GENEL KURUL KONUŞMASI
Konu: Millî Eğitim Bakanlığının Teşkilat ve Görevleri Hakkında Kanun Hükmünde Kararname ile Bazı Kanun ve Kanun Hükmünde Kararnamelerde Değişiklik Yapılmasına Dair Kanun Tasarı ve Teklifleri münasebetiyle
Yasama Yılı:2
Birleşim:28
Tarih:29.11.2016

NİMETULLAH ERDOĞMUŞ (Diyarbakır) - Sayın Başkan, değerli milletvekilleri; hepinizi saygı ve hürmetle selamlıyorum.

Bildiğiniz gibi bilgi üretmek, değer üretmek belli koşullarla, belli zeminle ve imkânlarla ancak mümkün olabilir. Mesela özgürlük olmazsa bilgi üretimi konusunda bizim başarılı olabilmemiz mümkün olmaz. Özgürlük deyince bu bilgi üretiminde düşünce ve ifade özgürlüğü her şeyden önce aklınıza gelir. Bugün gerçekten eğer bu anlamda bilgi üretemiyor ve değerler üretemiyorsak oturup bu özgürlük alanlarını yeniden gözden geçirme mecburiyeti var. Bakınız, eğer bir yerde üretim olmazsa -bu maddi anlamda da böyledir, manevi anlamda da böyledir, ilimde, bilgide de böyledir- o zaman tek bir seçeneğimiz, tek bir şansınız var; o da üretilen değerleri tüketmeye mahkûm kalırsınız ve öyle bir zaman gelir ki eldeki, avuçtaki var olan her şey de tükenir gider. Daha vahim olanı sizinle paylaşmak istiyorum. Böyle bir sorumluluğumuz da var. Genel anlamda ifadelerimi kullanmaya itina göstereceğim.

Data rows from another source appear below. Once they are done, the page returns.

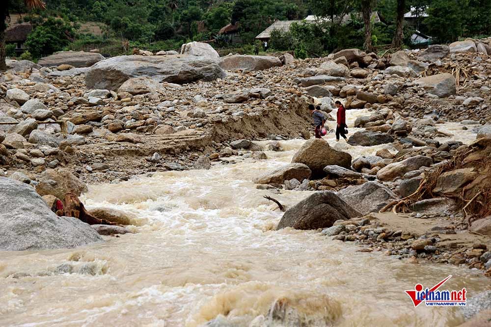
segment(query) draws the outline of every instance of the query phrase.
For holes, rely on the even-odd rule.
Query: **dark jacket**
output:
[[[314,111],[312,116],[314,117],[314,125],[316,126],[320,126],[322,125],[322,122],[326,120],[324,115],[322,114],[322,112],[318,110]]]
[[[338,108],[337,116],[338,125],[346,125],[346,109],[344,108],[344,106],[342,105]]]

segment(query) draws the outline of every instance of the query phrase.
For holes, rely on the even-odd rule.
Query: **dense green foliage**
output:
[[[361,0],[46,0],[46,10],[24,16],[36,26],[27,49],[34,57],[62,49],[97,48],[114,55],[133,47],[178,50],[190,41],[215,39],[215,47],[241,47],[254,51],[256,36],[277,20],[301,20],[307,15],[324,18],[316,24],[295,24],[288,32],[275,31],[271,50],[294,50],[300,57],[323,55],[344,48],[361,48],[365,26]],[[11,0],[10,12],[26,12],[22,0]],[[386,24],[372,24],[374,46],[390,45],[395,30],[397,0],[374,0],[373,10]],[[405,11],[416,8],[421,17],[407,22],[405,44],[416,28],[434,42],[491,35],[489,0],[406,0]],[[425,12],[429,17],[421,15]],[[54,17],[56,19],[55,19]],[[348,24],[341,24],[342,19]],[[104,34],[76,33],[78,24],[103,24]],[[219,35],[229,23],[239,23],[242,43]],[[8,48],[9,54],[13,50]]]
[[[75,36],[72,25],[50,17],[35,27],[27,36],[26,46],[32,56],[39,58],[62,50]]]

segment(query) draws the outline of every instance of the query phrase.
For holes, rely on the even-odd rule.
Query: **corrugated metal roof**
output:
[[[353,15],[357,19],[361,20],[362,17],[361,14],[355,13],[353,14]],[[351,14],[345,15],[343,17],[343,20],[341,24],[348,24],[351,22],[351,18],[352,16]],[[314,23],[321,23],[323,21],[327,20],[327,19],[318,17],[314,16],[313,15],[311,15],[307,16],[304,20],[301,21],[276,21],[272,24],[269,27],[261,32],[259,35],[256,37],[256,38],[260,39],[269,39],[271,36],[271,32],[275,29],[280,30],[282,32],[288,32],[290,30],[290,26],[291,26],[292,24],[294,23],[307,23],[312,24]],[[372,13],[371,21],[372,23],[374,24],[383,22],[379,14],[379,12],[377,11],[374,11]]]
[[[276,21],[263,31],[256,39],[269,39],[271,36],[271,32],[277,29],[282,32],[288,32],[290,30],[290,26],[294,23],[301,23],[303,21]]]

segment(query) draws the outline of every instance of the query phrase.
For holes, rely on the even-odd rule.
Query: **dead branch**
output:
[[[270,201],[273,201],[273,202],[274,202],[274,203],[275,203],[276,204],[278,205],[278,207],[279,208],[279,209],[281,210],[281,211],[282,211],[283,212],[285,212],[285,207],[284,207],[283,205],[279,202],[279,201],[276,200],[275,199],[273,199],[271,197],[268,196],[267,195],[263,197]]]

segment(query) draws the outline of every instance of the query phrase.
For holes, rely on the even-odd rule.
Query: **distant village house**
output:
[[[5,30],[5,43],[7,44],[15,44],[15,52],[21,54],[24,52],[24,44],[27,35],[32,31],[32,25],[29,23],[15,24]]]

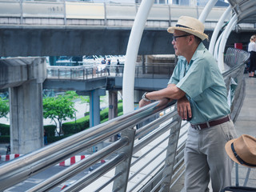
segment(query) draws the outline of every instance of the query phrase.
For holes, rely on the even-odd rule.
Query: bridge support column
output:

Şimdi, cehenneme dönme, cehenneme çevirme, yeryüzünü, dünyayı, bulunduğun yeri cehenneme çevirme diye bir ifade var; zaman zaman kullanılır veya okuruz, makalelerde okuruz, bazen de dinleriz. Bu nasıl; bir ortam, bir dünya, bir memleket, bir ülke cehenneme dönüyor? Demek ki insanoğlunun elinin ulaştığı fakat musallat olduğu alanlarda bu risk ve tehdit her zaman var olagelmiş. İnsanoğlunun eli ya inşa için bir yere uzanır, onu imar eder, onu inşa eder, onu korur, onu bir emanet gibi gelecek nesillere devreder ama eğer o el musallat olmuşsa bir yere o zaman onun kaçınılmaz sonucu da oranın cehenneme dönmesidir. Ülkem için bu tabiri kullanmak istemem ama şu anda içinde bulunduğumuz hâl maalesef biraz da buna doğru seyretmektedir. Bakınız, şu sıralarda vekil arkadaşlarımızın, eş genel başkanlarımızın, grup başkan vekilimizin olmaması aslında bir ayıp olarak düşünülmeli ve o şekilde yaklaşmalıyız.

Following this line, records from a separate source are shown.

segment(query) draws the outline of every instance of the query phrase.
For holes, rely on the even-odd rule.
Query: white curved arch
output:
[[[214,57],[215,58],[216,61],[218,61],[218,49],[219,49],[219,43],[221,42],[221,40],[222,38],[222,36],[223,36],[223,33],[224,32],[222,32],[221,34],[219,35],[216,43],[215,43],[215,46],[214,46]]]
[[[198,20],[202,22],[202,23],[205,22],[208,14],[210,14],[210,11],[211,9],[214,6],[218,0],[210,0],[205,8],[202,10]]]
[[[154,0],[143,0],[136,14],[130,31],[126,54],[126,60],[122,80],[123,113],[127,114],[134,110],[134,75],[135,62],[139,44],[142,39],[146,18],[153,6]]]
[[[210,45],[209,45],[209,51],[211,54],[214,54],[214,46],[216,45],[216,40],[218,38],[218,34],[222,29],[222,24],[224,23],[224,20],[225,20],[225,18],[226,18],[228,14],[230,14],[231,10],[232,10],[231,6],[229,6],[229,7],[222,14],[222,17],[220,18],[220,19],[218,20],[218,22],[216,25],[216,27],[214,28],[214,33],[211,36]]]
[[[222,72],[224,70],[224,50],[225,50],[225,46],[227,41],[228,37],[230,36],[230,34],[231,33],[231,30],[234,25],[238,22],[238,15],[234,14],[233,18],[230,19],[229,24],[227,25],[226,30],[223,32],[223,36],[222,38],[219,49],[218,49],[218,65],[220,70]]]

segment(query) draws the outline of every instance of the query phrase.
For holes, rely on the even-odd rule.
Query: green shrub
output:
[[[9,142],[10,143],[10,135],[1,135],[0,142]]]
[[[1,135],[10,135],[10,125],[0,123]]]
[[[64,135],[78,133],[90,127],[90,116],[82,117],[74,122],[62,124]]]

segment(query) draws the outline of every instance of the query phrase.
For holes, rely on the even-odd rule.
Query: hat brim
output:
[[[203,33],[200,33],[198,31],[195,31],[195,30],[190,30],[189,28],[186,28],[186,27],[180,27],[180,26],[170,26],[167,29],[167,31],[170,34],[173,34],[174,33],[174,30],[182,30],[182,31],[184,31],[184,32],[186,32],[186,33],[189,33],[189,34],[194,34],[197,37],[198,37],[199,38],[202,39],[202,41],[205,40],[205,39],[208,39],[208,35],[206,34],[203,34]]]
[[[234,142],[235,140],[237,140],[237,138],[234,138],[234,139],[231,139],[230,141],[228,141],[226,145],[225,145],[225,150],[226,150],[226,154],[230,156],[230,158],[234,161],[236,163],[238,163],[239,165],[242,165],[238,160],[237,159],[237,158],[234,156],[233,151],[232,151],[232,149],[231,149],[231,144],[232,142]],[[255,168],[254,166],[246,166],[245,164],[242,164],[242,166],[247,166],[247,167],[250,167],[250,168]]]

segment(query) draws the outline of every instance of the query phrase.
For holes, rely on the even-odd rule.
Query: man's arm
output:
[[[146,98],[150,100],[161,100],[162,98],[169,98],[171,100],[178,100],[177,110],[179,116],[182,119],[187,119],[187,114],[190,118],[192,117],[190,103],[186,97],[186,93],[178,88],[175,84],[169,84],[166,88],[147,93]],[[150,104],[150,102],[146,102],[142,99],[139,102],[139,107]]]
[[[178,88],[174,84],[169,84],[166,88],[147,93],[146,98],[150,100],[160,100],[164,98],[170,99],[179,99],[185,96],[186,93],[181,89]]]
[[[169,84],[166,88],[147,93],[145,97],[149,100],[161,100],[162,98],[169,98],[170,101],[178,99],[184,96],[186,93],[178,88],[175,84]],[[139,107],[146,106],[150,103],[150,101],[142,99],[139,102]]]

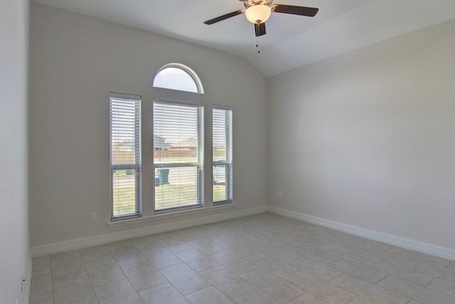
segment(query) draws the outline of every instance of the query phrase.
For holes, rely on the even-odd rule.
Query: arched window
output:
[[[204,93],[202,83],[198,75],[188,66],[180,63],[169,63],[160,68],[155,75],[153,86],[198,94]]]

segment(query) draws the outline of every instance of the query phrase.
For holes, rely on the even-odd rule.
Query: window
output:
[[[203,204],[203,108],[154,101],[155,213]]]
[[[232,201],[232,110],[213,110],[213,204]]]
[[[141,97],[110,94],[111,220],[141,216]]]
[[[154,87],[203,94],[198,75],[180,63],[169,63],[159,69],[154,78]]]

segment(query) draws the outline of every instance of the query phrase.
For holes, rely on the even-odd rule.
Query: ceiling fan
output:
[[[319,10],[314,7],[296,6],[293,5],[272,4],[273,0],[239,0],[243,2],[246,9],[240,9],[208,20],[204,23],[210,25],[228,18],[245,14],[247,19],[255,25],[256,36],[265,35],[265,21],[272,12],[291,14],[293,15],[314,17]]]

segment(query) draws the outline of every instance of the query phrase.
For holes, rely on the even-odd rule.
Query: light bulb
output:
[[[270,7],[264,4],[253,5],[247,9],[245,12],[247,19],[252,23],[265,22],[270,17],[271,14]]]

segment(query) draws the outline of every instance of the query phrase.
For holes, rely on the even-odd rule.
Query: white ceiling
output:
[[[265,76],[455,19],[454,0],[275,0],[319,8],[314,17],[273,13],[256,48],[238,0],[33,0],[245,58]]]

Ben Ahmet Türk'le ilgili bir örneği sizinle paylaşmak istiyorum. Ahmet Türk aslında, bu sit alanları oluyor ya, tarihî alanlar, mekânlar yani insanoğlunun dokunmaması gerektiği ve onunla ilgili daha dikkatli, daha özenli olması gerektiği yerler var. Emin olunuz, Ahmet Türk sadece bizim partimiz için, sadece bizim bölgemiz için bir değer değil, bu ülkenin bir değeriydi.

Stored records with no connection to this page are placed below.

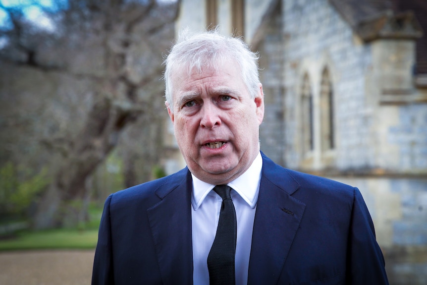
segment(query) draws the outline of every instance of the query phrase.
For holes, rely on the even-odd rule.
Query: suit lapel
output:
[[[290,195],[298,182],[265,156],[263,159],[248,284],[277,283],[305,208]]]
[[[177,186],[166,182],[156,190],[161,200],[147,210],[164,284],[193,283],[192,186],[190,171],[186,170]]]

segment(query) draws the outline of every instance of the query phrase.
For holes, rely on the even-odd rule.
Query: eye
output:
[[[184,104],[184,107],[192,107],[195,105],[196,105],[196,102],[195,102],[194,101],[192,100],[191,101],[188,101],[188,102],[187,102],[186,103]]]
[[[231,100],[231,96],[229,95],[222,95],[221,96],[221,101],[228,101]]]

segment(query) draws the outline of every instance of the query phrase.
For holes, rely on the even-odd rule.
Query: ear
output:
[[[170,120],[172,121],[172,123],[173,123],[175,120],[175,116],[173,115],[173,113],[170,110],[170,106],[167,101],[164,102],[164,105],[166,105],[166,108],[167,109],[167,114],[169,114],[169,116],[170,117]]]
[[[264,93],[263,92],[263,84],[259,83],[258,94],[254,99],[257,106],[256,113],[258,119],[258,124],[261,125],[264,118]]]

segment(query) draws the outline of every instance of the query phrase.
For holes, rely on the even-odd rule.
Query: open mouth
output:
[[[215,149],[219,148],[224,144],[225,144],[225,142],[215,142],[213,143],[208,143],[205,145],[209,148]]]

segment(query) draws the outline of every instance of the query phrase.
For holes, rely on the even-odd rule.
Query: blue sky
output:
[[[28,18],[42,25],[49,25],[49,20],[43,16],[43,13],[38,6],[32,4],[38,4],[45,7],[54,7],[57,0],[0,0],[0,3],[6,7],[22,6]],[[0,26],[7,26],[7,15],[2,9],[0,9]]]

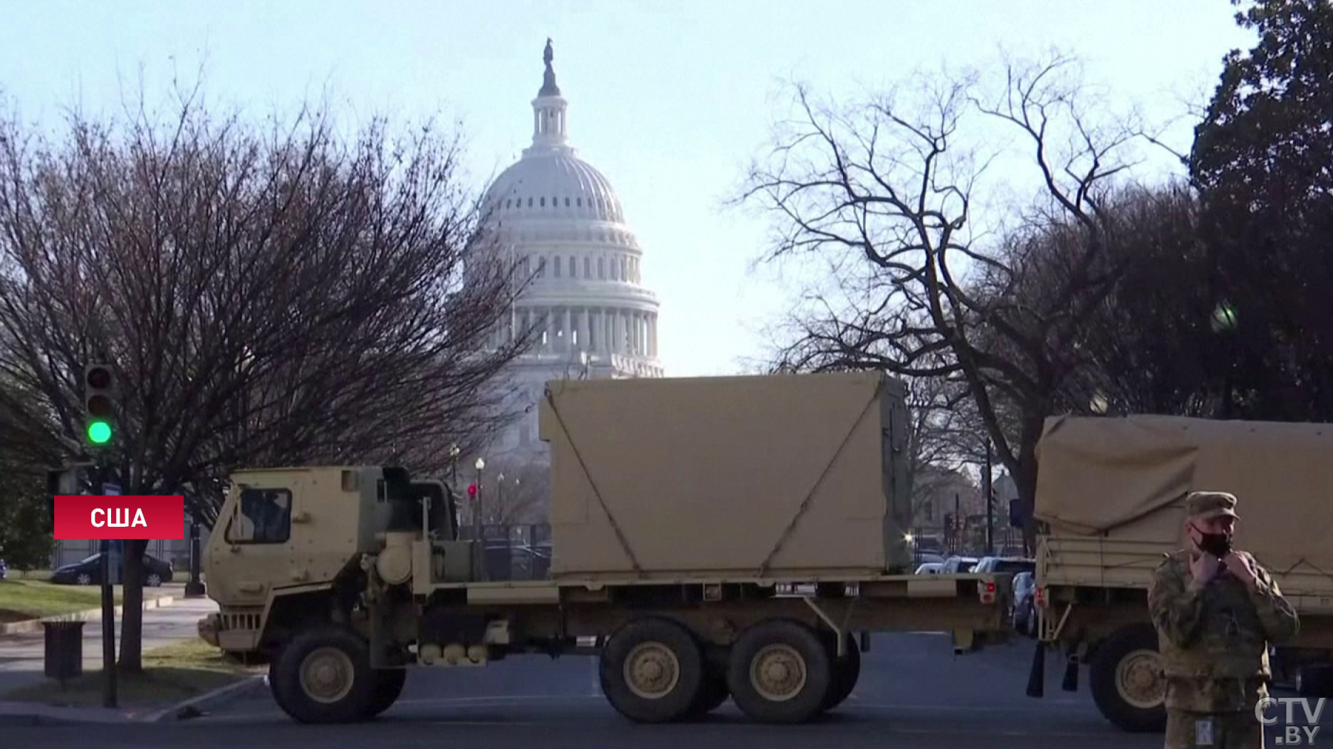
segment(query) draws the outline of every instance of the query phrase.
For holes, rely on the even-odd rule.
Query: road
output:
[[[1161,746],[1161,736],[1125,734],[1112,728],[1096,712],[1086,690],[1061,692],[1058,664],[1049,664],[1046,698],[1026,697],[1030,656],[1029,641],[954,657],[940,634],[880,636],[865,654],[853,697],[820,722],[801,726],[749,724],[730,704],[704,722],[633,725],[601,698],[595,658],[551,661],[524,656],[484,669],[413,673],[399,704],[369,724],[297,725],[277,710],[267,690],[260,690],[191,721],[97,726],[96,745],[99,749],[235,749],[239,742],[275,749]],[[1333,724],[1333,710],[1329,713],[1324,722]],[[87,728],[5,730],[13,746],[85,749],[89,740]],[[1269,746],[1276,745],[1274,732]],[[1317,736],[1316,744],[1322,738]]]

Bakınız, şu anda Sayın Baykal burada yok. Ben, bir Diyarbakırlı arkadaşımla bir yerde oturuyordum, Sayın Baykal gidip Ahmet Türk'ü, ailesini evinde ziyaret etmişti. O arkadaşımın bana söylediği: "Ben de gidip Antalya'da Sayın Baykal'ı evinde ziyaret edeceğim." Ne CHP'yle ne de Sayın Baykal'la herhangi bir ilgi ve alakası var. Bu tür olaylar, bu tür sıkıntılar bizi birbirimize düşman etmek yerine, bizi birbirimizden uzaklaştırmak yerine bizim için birer fırsat ve ders olmalı diye düşünüyorum.

Değerli arkadaşlar, şu anda hâlen bu Meclisin yapabileceği, birlikte yapabileceği, oturup uzlaşarak, konuşarak çözebileceği çok önemli sorunlarımız var. Ümidim, inancım odur ki...

(Mikrofon otomatik cihaz tarafından kapatıldı)

NİMETULLAH ERDOĞMUŞ (Devamla) - ...bu şekilde bir istidat gösterilir ve bu ülke o cehennem algısından kurtulur, hem bu dünyanın hem öbür dünyanın cennetine vesile olursunuz diyorum.